5. Performing Web Vulnerability Scans
No amount of code reviews and updates can ensure that the end product is not vulnerable and cannot be exploited. Code reviews are limited since the executed code is not being analysed, which is why web vulnerability scanning is essential. Web scanners will view the web application as a black box, where they will be analysing the finished product, which is not possible with white box scanning or code reviews. Meanwhile, some scanners will also provide you with the option to perform grey box scanning, by combining website scans and a backend agent that can analyse code.
As complex and large as web applications are nowadays, it would be easy to miss certain vulnerabilities while performing a manual penetration test. Web vulnerability scanners will automate this process for you, thereby being able to cover a larger website in less time, while being able to detect most known vulnerabilities. One notorious vulnerability that is difficult to identify is DOM-based XSS, although web scanners are still able to identify such vulnerabilities. Web vulnerability scanners will also provide you with requests that you need to block on your Web Application Firewall (WAF), while you are working to fix these vulnerabilities.
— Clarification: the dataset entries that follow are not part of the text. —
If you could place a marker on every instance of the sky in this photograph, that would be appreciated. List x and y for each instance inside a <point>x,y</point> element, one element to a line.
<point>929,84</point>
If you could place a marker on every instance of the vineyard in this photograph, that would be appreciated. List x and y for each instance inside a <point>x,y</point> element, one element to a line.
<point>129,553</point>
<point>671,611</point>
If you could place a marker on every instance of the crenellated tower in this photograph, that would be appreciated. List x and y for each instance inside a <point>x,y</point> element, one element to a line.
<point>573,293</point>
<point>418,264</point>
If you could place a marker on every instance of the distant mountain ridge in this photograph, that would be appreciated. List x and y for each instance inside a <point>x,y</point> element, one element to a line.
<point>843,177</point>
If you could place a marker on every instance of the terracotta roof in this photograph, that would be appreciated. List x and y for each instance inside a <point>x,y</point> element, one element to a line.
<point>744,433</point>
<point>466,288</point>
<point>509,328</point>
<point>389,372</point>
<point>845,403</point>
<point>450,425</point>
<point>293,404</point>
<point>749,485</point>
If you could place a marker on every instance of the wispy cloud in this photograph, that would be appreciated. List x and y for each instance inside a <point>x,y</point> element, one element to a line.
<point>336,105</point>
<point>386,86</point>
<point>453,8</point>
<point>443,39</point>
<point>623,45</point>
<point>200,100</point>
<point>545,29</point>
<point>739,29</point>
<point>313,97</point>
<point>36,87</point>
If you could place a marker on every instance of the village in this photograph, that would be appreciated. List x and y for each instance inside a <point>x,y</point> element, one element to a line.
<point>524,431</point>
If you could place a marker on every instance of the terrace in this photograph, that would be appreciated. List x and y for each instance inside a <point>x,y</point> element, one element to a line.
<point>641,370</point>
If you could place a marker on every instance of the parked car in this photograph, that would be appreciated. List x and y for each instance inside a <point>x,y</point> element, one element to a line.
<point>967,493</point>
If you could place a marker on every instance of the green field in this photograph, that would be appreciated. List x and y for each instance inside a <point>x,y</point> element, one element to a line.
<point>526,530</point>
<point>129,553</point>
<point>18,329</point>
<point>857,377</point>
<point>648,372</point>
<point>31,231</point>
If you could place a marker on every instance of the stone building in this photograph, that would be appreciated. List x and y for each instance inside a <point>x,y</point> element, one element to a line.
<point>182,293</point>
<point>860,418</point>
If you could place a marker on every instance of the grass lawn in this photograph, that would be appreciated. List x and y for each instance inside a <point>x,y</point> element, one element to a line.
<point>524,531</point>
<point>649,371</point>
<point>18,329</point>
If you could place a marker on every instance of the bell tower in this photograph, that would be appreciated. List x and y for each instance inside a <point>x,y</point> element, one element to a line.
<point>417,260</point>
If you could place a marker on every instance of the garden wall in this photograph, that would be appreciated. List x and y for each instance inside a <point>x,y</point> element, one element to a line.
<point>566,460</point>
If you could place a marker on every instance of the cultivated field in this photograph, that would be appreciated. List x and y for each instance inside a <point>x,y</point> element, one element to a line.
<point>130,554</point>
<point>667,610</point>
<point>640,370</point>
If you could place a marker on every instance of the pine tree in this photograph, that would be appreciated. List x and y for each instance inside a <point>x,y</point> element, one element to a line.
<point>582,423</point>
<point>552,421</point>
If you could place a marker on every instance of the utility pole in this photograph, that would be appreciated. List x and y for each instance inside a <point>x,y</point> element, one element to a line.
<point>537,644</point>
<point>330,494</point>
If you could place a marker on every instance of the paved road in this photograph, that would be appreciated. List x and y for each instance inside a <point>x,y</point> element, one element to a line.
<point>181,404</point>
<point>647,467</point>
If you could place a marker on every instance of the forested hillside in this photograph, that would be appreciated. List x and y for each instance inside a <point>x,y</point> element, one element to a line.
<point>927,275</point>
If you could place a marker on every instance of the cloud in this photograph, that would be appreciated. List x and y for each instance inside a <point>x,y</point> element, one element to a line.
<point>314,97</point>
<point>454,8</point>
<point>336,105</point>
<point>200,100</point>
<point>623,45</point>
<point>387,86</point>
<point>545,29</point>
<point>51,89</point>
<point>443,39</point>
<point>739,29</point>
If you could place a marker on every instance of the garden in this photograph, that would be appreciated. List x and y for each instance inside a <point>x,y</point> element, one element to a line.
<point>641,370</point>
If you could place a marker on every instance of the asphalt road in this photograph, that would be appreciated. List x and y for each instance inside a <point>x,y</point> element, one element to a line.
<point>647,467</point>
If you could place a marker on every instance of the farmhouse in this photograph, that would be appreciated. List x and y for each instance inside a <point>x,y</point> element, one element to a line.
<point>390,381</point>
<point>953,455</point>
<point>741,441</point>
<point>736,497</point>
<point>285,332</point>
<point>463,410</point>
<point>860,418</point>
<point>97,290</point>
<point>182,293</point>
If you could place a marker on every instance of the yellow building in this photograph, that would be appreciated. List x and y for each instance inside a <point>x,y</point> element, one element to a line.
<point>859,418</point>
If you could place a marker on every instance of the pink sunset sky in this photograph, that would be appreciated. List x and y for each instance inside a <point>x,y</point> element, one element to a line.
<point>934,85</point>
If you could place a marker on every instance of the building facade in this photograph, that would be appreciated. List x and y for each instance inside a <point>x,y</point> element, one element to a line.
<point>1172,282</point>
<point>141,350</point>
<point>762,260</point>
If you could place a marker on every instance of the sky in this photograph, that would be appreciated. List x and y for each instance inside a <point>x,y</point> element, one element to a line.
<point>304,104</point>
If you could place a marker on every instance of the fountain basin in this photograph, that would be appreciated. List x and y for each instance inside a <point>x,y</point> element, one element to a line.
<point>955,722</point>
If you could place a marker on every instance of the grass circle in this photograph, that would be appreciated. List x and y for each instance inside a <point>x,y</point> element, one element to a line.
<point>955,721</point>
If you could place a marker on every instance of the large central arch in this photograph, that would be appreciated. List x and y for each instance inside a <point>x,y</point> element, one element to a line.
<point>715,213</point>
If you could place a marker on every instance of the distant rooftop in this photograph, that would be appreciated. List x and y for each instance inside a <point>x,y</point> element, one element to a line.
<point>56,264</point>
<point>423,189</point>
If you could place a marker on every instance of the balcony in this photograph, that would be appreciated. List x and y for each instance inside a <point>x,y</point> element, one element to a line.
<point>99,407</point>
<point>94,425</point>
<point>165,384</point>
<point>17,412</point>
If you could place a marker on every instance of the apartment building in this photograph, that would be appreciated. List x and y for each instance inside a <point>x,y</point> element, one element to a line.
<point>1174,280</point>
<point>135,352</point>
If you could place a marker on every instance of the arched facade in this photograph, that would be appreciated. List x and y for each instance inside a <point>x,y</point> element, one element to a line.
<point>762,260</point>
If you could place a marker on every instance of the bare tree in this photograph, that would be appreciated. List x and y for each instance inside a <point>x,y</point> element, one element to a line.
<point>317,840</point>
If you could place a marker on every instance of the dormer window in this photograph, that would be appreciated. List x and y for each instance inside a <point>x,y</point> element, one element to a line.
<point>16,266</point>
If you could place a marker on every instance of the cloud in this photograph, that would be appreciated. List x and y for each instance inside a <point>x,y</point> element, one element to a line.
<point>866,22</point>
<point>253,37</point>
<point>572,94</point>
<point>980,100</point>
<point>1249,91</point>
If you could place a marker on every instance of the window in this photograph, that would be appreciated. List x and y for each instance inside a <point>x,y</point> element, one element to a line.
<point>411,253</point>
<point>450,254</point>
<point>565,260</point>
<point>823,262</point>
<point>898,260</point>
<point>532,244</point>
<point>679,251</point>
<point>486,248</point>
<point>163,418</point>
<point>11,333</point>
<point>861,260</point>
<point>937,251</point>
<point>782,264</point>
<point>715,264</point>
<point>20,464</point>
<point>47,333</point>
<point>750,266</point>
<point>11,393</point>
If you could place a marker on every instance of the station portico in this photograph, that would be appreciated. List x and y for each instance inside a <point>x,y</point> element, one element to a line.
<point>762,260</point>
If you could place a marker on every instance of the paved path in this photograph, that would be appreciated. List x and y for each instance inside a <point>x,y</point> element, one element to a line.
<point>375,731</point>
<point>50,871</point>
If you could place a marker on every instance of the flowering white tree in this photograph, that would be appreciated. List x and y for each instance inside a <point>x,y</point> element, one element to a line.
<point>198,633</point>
6. Importance of Monitoring
It is imperative to know if your web application has been subjected to an attack. Monitoring the web application, and the server hosting it, would be the best way to ensure that even if an attacker gets past your defence systems, at least you will know how, when and from where it happened. There may be cases when a website is brought offline due to an attack and the owner would not even know about the incident but will find out after precious time has passed.
To avoid this you can monitor server logs, for example enabling notifications to be triggered when a file is deleted or modified. This way, if you had not modified that particular file, you will know that someone else has unauthorised access to your server. You can also monitor uptime which comes in handy when the attack is not as stealthy as modifying files, such as when your web server is subject to a Denial of Service attack. Such utilities will notify you as soon as your website is down, without having to discover the incident from users of your website.
The worst thing you can do when implementing monitoring services would be to base them on the same web server that is to be monitored. If this server was knocked down, the monitoring service will not be available to notify you.
7. Never Stop Learning
Finally, whatever you currently know about web security it’s never enough. Never stop learning about improving your web application’s security because literally every day brings a new exploit that may be used against your website. Zero day attacks happen out of the blue, which is why keeping yourself updated with any new security measures that you can implement is imperative. You can find such information from multiple web security blogs that detail how a website administrator should enforce their website’s security.